= Casting the Runes (Mystery and Imagination) =

1968 episode of ABC TV series Mystery and Imagination

"Casting the Runes" is the first episode of the third series of the supernatural television anthology series Mystery and Imagination produced by ABC Television in 1968. Running at 50 minutes, it was first broadcast on 22 March 1968. It was based on the ghost story "Casting the Runes" by British writer and academic M. R. James, first published in 1911 as the fourth story in More Ghost Stories of an Antiquary, James' second collection of ghost stories. It is the first television adaptation of the story, with John Fraser as Dunning and Robert Eddison as Karswell.

==Synopsis==
In 1905 the thin-skinned Julian Karswell is quick to anger and seeks revenge for every perceived slight. As a demonologist he is able to summon dark unseen forces to carry out his vindictive commands. When an academic association rejects his paper "The Truth of Alchemy" he does not take the rejection well. He makes enquiries to discover who turned his paper down, and discovers it was Edward Dunning.

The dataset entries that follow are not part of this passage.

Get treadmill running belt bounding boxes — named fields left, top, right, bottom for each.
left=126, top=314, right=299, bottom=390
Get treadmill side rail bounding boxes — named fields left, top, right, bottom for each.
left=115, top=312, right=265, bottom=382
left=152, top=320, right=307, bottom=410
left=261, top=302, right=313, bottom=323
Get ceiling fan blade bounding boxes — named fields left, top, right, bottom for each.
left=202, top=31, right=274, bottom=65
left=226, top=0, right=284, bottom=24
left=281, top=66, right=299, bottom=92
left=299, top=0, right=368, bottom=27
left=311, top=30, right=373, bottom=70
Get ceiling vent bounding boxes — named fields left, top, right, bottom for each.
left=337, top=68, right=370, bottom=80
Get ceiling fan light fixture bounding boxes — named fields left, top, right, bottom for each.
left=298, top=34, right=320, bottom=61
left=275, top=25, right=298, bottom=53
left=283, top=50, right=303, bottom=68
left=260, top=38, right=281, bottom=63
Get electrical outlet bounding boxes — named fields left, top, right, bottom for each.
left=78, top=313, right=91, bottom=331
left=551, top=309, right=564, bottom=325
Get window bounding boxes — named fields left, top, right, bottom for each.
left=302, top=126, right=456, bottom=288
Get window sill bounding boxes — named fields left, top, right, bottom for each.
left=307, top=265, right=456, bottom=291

Dunning earns Karswell's wrath and soon begins to experience strange and disturbing events. He is shocked and angry when he discovers a memorial to his death, a month hence, in the window of a tram. He complains to the conductor of the tram who tries to rub off the message, but it seems to be within the glass itself. After Dunning leaves, the driver and the conductor turn to the message – but it is gone. When a disguised Karswell passes a hidden curse written in runes to Dunning, he must work out a way of passing it back to the wary Karswell before their disagreement leads to terrible consequences.

==Cast==
- John Fraser as Dunning
- Robert Eddison as Karswell
- Gordon Jackson as Gayton
- Michael Lees as Harrington
- Richard Huggett as Mason
- Basil Henson as Dr Ramsay
- Julie Wallace as Ellen
- Michael Rothwell as vicar
- Ron Pember as conductor
- Neal Arden as driver
- Henry Kay as attendant
- John Barrett as coachman
- Robert Hunter as railwayman

==Adaptation==
The television drama was produced by ABC Television to a script by Evelyn Frazer and was directed by Alan Cooke. Only a short three-minute excerpt is known to have survived.